Austin Flynn

Personal information
- Native name: Áistín Ó Floinn (Irish)
- Born: 1933 Abbeyside, County Waterford, Ireland
- Died: 26 April 2021 (aged 87–88) Dungarvan, County Waterford, Ireland
- Occupation: Health Board employee
- Height: 5 ft 11 in (180 cm)

Sport
- Sport: Hurling
- Position: Full-back

Club
- Years: Club
- Abbeyside

Club titles
- Football / Hurling
- Waterford titles: 0 / 0

Inter-county
- Years: County
- 1952–1967: Waterford

Inter-county titles
- Munster titles: 3
- All-Irelands: 1
- NHL: 1

= Austin Flynn =

Irish hurler (1933–2021)

Augustine P. Flynn (1933 – 26 April 2021), known as Austin Flynn, was an Irish hurler.

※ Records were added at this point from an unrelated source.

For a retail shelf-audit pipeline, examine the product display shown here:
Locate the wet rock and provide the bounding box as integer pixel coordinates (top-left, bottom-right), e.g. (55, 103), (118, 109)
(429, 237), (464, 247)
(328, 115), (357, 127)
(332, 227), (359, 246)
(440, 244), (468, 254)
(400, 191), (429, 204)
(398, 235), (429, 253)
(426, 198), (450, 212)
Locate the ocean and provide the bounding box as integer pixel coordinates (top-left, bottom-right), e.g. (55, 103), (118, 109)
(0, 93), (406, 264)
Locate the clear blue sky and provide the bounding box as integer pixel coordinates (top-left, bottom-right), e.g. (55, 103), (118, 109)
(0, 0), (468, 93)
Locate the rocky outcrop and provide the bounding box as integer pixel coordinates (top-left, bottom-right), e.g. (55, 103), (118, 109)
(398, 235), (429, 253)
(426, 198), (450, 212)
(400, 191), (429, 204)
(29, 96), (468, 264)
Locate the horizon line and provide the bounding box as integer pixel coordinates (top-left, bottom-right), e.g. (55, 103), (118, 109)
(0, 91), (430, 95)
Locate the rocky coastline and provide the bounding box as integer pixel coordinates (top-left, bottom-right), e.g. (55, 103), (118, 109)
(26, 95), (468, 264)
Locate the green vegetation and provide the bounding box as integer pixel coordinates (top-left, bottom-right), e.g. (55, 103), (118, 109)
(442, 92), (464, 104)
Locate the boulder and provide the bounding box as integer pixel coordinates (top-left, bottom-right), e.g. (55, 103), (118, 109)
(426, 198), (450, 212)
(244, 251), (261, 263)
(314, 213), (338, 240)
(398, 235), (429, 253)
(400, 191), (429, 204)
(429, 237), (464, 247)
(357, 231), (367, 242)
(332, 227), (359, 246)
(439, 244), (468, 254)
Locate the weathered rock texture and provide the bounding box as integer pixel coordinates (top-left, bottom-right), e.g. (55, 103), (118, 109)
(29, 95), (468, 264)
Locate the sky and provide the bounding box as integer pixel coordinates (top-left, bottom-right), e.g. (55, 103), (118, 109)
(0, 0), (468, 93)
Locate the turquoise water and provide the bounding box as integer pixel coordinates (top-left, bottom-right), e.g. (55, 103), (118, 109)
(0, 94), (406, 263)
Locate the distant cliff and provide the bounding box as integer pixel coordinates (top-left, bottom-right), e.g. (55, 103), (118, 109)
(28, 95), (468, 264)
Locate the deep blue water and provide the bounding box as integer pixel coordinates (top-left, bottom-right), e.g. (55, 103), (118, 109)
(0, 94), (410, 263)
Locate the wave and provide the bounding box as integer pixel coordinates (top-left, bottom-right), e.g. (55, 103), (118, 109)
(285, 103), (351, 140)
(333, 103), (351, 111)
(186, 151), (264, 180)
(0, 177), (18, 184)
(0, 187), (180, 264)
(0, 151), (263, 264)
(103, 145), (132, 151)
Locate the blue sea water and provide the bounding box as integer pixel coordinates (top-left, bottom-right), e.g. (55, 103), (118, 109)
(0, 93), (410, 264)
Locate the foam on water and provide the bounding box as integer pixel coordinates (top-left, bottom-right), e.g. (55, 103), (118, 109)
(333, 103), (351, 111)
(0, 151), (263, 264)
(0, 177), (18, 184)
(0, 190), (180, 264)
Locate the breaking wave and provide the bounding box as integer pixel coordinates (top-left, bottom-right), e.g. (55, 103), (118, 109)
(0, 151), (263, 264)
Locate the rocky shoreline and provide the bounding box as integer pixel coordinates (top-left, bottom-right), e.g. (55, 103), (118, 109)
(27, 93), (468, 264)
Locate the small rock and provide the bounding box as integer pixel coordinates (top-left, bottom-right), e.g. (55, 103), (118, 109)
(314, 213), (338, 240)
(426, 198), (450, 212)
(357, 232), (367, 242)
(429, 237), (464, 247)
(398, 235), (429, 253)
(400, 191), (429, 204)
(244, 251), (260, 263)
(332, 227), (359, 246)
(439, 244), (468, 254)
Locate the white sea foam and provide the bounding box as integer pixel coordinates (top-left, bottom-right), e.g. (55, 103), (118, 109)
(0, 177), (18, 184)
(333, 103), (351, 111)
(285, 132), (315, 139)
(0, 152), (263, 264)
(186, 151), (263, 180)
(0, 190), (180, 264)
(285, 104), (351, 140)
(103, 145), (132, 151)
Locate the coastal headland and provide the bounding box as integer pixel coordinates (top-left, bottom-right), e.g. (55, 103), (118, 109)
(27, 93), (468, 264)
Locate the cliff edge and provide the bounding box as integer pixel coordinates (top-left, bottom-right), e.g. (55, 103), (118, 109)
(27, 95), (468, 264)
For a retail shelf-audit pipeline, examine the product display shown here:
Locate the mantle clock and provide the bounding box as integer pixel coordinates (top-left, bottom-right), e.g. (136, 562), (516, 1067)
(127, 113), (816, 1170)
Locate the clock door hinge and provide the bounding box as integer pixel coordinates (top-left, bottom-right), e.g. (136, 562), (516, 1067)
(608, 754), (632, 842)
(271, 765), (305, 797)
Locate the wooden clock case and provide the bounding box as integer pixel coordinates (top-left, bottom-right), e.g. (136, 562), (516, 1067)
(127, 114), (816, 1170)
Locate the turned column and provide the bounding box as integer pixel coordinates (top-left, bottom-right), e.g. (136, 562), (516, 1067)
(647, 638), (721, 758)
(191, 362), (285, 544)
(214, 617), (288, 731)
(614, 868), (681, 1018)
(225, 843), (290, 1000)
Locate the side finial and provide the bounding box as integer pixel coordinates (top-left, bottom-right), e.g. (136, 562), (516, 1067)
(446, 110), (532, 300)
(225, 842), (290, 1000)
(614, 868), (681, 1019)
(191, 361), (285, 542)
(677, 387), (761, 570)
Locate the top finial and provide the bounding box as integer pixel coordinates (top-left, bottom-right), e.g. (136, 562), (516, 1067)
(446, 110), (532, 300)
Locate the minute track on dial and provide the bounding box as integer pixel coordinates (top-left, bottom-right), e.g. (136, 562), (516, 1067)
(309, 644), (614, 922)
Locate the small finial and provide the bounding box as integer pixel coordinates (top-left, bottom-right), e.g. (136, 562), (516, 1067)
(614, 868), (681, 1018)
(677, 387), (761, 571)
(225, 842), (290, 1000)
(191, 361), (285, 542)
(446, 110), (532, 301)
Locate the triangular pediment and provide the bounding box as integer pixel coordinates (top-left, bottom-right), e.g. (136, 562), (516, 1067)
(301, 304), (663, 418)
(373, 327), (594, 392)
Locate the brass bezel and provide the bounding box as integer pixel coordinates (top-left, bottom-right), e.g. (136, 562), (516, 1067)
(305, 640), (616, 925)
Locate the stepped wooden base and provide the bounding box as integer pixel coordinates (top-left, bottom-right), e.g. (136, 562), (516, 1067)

As a player, he was noted in newspaper reports as a "fine hard-tackling but honest player" and "a sturdy sentry on the edge of the square." Flynn had a fifteen-year association with the Waterford senior hurling team and has been described as "one of its greatest defenders."

==Career==

In the late 1950s and early 1960s, the Waterford senior hurling team rose from obscurity to enjoy a golden age in the sport. Flynn, having earlier lined out at minor level but declined a position on the junior team because of his youth, first played for the team in 1952 but only established himself as first-choice full-back five years later. It was a position he retained for over a decade. After winning the first of three Munster Championship medals in 1957, Flynn went on to claim his sole All-Ireland Championship title after a replay defeat of Kilkenny in 1959. He also won a National League medal in 1963. At club level, Flynn enjoyed a lengthy career playing for Abbeyside in both hurling and Gaelic football. With Munster he won two Railway Cup medals.

Flynn had a number of personal achievements including three Cú Chulainn awards. He was recognised as his county's greatest full-back when he was picked in that position on the Waterford Hurling Team of the Millennium.

==Death==

Flynn's death was announced on 27 April 2021.